This project is a simple, user-friendly voice conversion tool. Aiming to produce high-quality voice conversion products with optimal performance, the project allows users to change voices smoothly and naturally.
-
Music Source Separation (MDX-Net / Demucs / VR)
-
Voice Conversion (Single File Conversion / Batch Conversion / Conversion with Whisper / Text Conversion)
-
Apply Audio Effects
-
Generate Training Data (From URL)
-
Model Training (v1 / v2, high-quality encoder, power training)
-
Model Fusion
-
Read Model Information
-
Export Model to ONNX
-
Download from Available Model Hub
-
Search Models from Web
-
Pitch Extraction
-
Support ONNX Model Inference for Audio Conversion
-
ONNX RVC models will also support index inference
-
Real-time Voice Conversion
-
Generate Training Reference
Pitch Extraction Methods: pm-ac, pm-cc, pm-shs, dio, mangio-crepe-tiny, mangio-crepe-small, mangio-crepe-medium, mangio-crepe-large, mangio-crepe-full, crepe-tiny, crepe-small, crepe-medium, crepe-large, crepe-full, fcpe, fcpe-legacy, fcpe-previous, rmvpe, rmvpe-clipping, rmvpe-medfilt, rmvpe-clipping-medfilt, harvest, yin, pyin, swipe, piptrack, penn, mangio-penn, djcm, djcm-clipping, djcm-medfilt, djcm-clipping-medfilt, swift, pesto
Embedding Extraction Models: contentvec_base, hubert_base, vietnamese_hubert_base, japanese_hubert_base, korean_hubert_base, chinese_hubert_base, portuguese_hubert_base, spin-v1, spin-v2, whisper-tiny, whisper-tiny.en, whisper-base, whisper-base.en, whisper-small, whisper-small.en, whisper-medium, whisper-medium.en, whisper-large-v1, whisper-large-v2, whisper-large-v3, whisper-large-v3-turbo
- Embedding extraction models have available modes such as: fairseq, onnx, transformers, spin, whisper.
- All pitch extraction models have ONNX accelerated versions except for methods operating via wrapper.
- Pitch extraction models can be combined with weights to create new sensations, for example:
hybrid[rmvpe+harvest].
Will be added if I actually have free time...
Step 1: Install necessary dependencies
- Install Python from the official site: PYTHON (Project tested on Python 3.10.x and 3.11.x)

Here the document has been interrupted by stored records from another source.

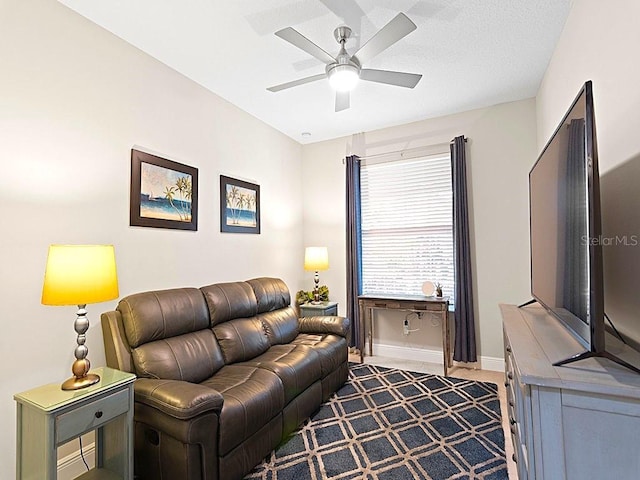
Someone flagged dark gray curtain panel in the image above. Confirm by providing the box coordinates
[451,136,477,362]
[346,155,364,352]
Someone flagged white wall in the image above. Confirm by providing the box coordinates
[303,99,536,366]
[0,0,303,479]
[536,0,640,348]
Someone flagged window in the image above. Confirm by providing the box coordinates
[360,153,454,302]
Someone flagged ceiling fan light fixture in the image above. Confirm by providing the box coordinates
[327,64,360,92]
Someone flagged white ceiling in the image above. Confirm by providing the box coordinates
[59,0,572,144]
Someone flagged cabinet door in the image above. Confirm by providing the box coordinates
[562,392,640,480]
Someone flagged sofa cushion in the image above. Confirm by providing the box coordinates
[247,277,291,313]
[292,333,349,378]
[258,307,300,345]
[200,282,258,327]
[116,288,209,348]
[131,328,224,383]
[241,344,322,404]
[213,317,269,364]
[201,365,284,457]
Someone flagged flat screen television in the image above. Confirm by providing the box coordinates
[529,81,640,373]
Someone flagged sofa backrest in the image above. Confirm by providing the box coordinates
[200,282,270,364]
[116,288,224,383]
[247,277,300,345]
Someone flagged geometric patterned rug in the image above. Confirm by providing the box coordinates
[245,364,508,480]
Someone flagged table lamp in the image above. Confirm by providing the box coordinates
[304,247,329,305]
[42,245,118,390]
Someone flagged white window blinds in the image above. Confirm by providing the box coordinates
[361,153,454,301]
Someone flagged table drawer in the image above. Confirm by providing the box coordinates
[56,389,129,444]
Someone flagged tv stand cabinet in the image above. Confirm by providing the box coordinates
[500,305,640,480]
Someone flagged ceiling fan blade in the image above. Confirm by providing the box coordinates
[360,68,422,88]
[267,73,327,92]
[353,13,417,65]
[336,91,350,112]
[276,27,336,64]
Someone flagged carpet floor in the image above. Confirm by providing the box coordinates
[245,364,508,480]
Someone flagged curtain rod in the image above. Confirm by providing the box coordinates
[342,137,467,165]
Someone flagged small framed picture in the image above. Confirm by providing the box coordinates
[129,149,198,230]
[220,175,260,233]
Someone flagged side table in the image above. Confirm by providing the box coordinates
[13,367,136,480]
[300,302,338,317]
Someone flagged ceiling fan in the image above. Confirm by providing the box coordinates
[267,13,422,112]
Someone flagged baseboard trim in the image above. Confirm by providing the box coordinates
[58,443,96,480]
[373,343,504,372]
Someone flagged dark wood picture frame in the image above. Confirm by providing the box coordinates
[129,148,198,230]
[220,175,260,234]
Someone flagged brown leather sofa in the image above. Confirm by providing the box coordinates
[102,278,349,480]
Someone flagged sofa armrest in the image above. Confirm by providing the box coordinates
[134,378,224,420]
[298,316,349,338]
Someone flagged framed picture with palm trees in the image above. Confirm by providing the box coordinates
[220,175,260,233]
[129,149,198,230]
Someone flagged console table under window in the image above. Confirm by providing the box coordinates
[358,295,451,376]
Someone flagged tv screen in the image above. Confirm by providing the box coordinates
[529,82,604,352]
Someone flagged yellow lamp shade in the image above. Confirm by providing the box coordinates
[304,247,329,272]
[42,245,118,305]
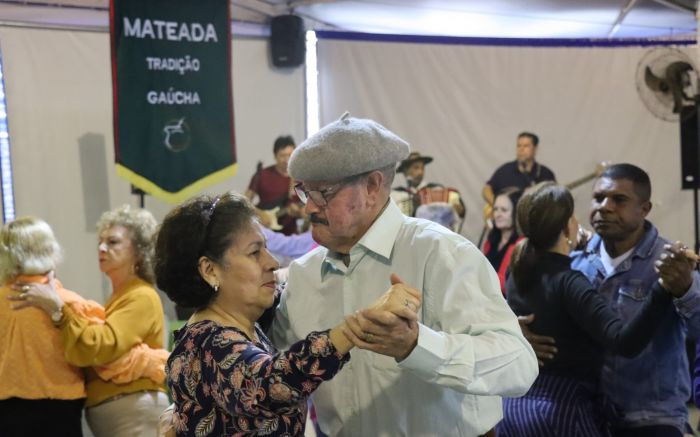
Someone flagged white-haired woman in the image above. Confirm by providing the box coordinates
[0,217,85,437]
[13,205,168,437]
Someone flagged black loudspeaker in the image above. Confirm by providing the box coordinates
[270,15,306,67]
[680,105,700,190]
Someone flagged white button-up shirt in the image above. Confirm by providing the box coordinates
[272,201,538,437]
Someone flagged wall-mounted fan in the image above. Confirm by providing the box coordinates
[636,47,698,121]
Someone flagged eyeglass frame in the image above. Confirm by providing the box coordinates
[294,170,374,208]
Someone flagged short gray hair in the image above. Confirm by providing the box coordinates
[0,216,62,284]
[97,205,158,284]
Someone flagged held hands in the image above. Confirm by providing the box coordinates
[654,241,699,298]
[7,271,63,315]
[343,274,422,361]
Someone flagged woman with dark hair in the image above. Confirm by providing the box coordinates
[155,193,420,436]
[497,182,684,437]
[481,188,523,295]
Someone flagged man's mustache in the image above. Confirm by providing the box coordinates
[309,214,328,226]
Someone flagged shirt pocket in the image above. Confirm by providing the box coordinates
[616,279,649,316]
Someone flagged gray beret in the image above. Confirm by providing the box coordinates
[288,112,409,181]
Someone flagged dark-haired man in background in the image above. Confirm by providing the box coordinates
[481,132,556,219]
[521,164,700,437]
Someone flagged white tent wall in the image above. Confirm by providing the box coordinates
[0,26,305,302]
[318,38,695,246]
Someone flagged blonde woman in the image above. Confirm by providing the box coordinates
[0,217,85,437]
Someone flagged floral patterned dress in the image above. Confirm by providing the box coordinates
[166,320,350,437]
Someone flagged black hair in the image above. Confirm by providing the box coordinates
[154,192,257,309]
[272,135,296,155]
[600,163,651,202]
[518,132,540,147]
[511,181,574,293]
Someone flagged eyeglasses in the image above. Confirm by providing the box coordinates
[294,172,371,208]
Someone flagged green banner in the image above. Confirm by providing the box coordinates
[110,0,236,202]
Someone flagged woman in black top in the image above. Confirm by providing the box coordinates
[498,182,672,437]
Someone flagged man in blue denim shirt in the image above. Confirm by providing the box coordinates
[524,164,700,437]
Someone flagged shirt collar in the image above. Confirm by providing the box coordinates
[585,220,659,258]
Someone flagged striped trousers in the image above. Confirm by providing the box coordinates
[496,374,611,437]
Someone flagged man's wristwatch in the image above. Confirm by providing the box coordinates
[51,307,63,325]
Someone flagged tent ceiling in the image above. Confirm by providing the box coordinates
[0,0,696,38]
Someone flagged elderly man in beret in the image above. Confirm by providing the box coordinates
[271,114,537,437]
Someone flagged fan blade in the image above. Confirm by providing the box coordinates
[666,61,693,114]
[644,67,671,94]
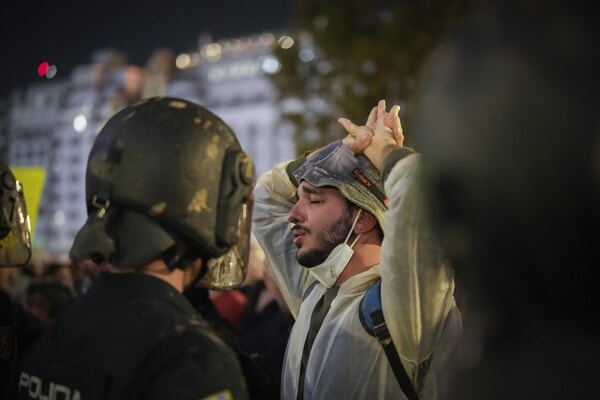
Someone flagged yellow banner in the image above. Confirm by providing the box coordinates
[10,166,46,244]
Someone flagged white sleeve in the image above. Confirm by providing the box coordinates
[380,153,462,377]
[252,163,314,318]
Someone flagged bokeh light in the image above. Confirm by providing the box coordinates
[38,61,50,76]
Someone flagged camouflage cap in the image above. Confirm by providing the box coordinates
[290,140,387,232]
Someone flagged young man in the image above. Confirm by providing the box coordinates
[253,101,462,400]
[13,98,254,400]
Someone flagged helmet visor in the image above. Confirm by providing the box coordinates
[197,197,253,290]
[0,181,31,267]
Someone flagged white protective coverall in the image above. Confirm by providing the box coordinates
[253,153,462,400]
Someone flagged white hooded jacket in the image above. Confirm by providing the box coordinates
[253,154,462,400]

- Install FFmpeg from source and add to system PATH: FFMPEG
Step 2: Install the project (Using Git or simply download from GitHub)
For Git:
- git clone https://github.com/terastudio-org/TeraStudio-RVC
- cd Vietnamese-RVC
Install via GitHub:
- Go to https://github.com/terastudio-org/TeraStudio-RVC
- Click the green
<> Codebutton and selectDownload ZIP - Extract
TeraStudio-RVC-main.zip - Navigate to the TeraStudio-RVC-main folder, type
cmdin the address bar and press Enter
Step 3: Install required libraries:
Enter the command:
python -m venv env
env\\Scripts\\activate
python -m pip install uv
uv pip install six packaging python-dateutil platformdirs pywin32 onnxconverter_common wget
Installation for different devices
For CPU
uv pip install -r requirements.txt
For CUDA
Can replace cu118 with newer cu128 if GPU supports:
uv pip install numpy==1.26.4 numba==0.61.0
uv pip install torch torchaudio torchvision --index-url https://download.pytorch.org/whl/cu118
uv pip install -r requirements.txt
For OPENCL (AMD)
uv pip install numpy==1.26.4 numba==0.61.0
uv pip install torch==2.6.0 torchaudio==2.6.0 torchvision
uv pip install https://github.com/artyom-beilis/pytorch_dlprim/releases/download/0.2.0/pytorch_ocl-0.2.0+torch2.6-cp311-none-win_amd64.whl
uv pip install onnxruntime-directml
uv pip install -r requirements.txt
Note:
- It seems OPENCL support has been discontinued.
- Should only install on python 3.11 due to lack of builds for python 3.10 with torch 2.6.0.
- Demucs may cause overload and memory overflow on GPU (if you need to use demucs, open the config.json file in main\configs and change the demucs_cpu_mode argument to true).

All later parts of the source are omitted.